His report indicated that the initial landing of the Army is a big one. Pictures showed large groups of troops laying razor war and working to secure the border.
From his report:
- New troops and equipment were still rolling into at least two main camps in South Texas the week before Thanksgiving, one at the sleepy Donna Port of Entry and the other at the busier Hidalgo Port of Entry. Tents were going up. Heavy construction equipment and large trucks had been brought in and parked, along with Humvees. Helicopters reconnoitered above the camps or flew past them.

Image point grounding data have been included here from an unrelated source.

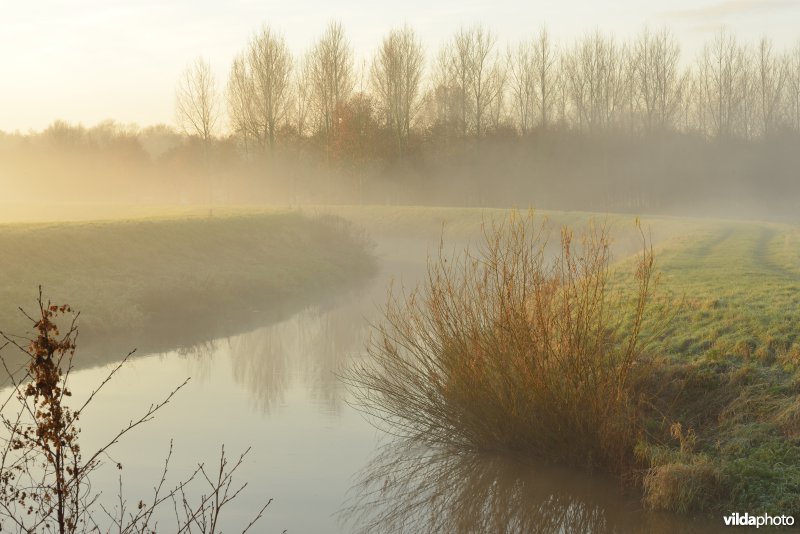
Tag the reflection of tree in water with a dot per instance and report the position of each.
(409, 488)
(199, 358)
(311, 347)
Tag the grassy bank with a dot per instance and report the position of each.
(719, 426)
(161, 282)
(728, 371)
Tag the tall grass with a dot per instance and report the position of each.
(522, 345)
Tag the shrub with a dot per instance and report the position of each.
(521, 346)
(45, 475)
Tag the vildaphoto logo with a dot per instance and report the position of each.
(765, 520)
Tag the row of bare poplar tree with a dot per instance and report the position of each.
(473, 87)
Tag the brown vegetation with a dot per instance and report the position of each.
(45, 475)
(506, 350)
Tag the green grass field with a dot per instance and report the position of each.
(159, 282)
(728, 363)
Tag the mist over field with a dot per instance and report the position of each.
(440, 276)
(597, 123)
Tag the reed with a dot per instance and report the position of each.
(521, 345)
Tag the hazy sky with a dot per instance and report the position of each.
(90, 60)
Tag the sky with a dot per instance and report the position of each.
(85, 61)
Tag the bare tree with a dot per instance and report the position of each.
(240, 102)
(792, 63)
(522, 85)
(270, 65)
(196, 108)
(723, 84)
(595, 69)
(471, 66)
(769, 86)
(302, 100)
(657, 81)
(331, 76)
(260, 89)
(396, 77)
(533, 79)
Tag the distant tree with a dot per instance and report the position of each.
(331, 78)
(396, 79)
(532, 80)
(771, 78)
(792, 63)
(196, 106)
(260, 90)
(469, 65)
(596, 84)
(722, 80)
(240, 102)
(658, 83)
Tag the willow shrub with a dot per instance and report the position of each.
(519, 346)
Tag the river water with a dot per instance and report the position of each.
(275, 391)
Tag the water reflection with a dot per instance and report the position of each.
(310, 347)
(412, 488)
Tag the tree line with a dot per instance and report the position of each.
(474, 88)
(596, 123)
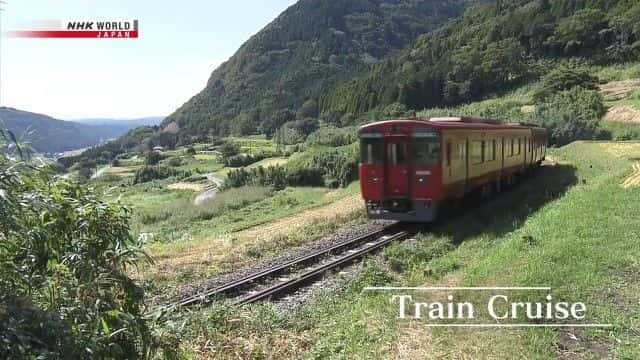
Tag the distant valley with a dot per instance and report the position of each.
(49, 135)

- Although unconfirmed, in the town of Weslaco about 15 miles inland from the river, acres of land cleared, leveled and newly fenced, at least to my mind, bore all the hallmarks of one of the “tent cities” of the sort DHS said would be used for extended detentions of caravanners seeking asylum. The compound was at least 25 acres. It was very freshly cleared and surrounded by fencing with “Warning: military installation” signs posted at intervals while a large abandoned former furniture store nearby was taken over by the army. No tents had been set up here but long rows of port-o-potties could be seen and large stationary CBP outdoor lighting banks had been set up throughout the largely empty interior. The space would be good to store heavy construction equipment and vehicles too.
- Troops began deploying from the Donna and Hidalgo camps further upriver to the Laredo, Texas area for various operations that CBP officials determined would be helpful.
- Most of the troops were not carrying arms, however plenty of Military Policemen carried side arms.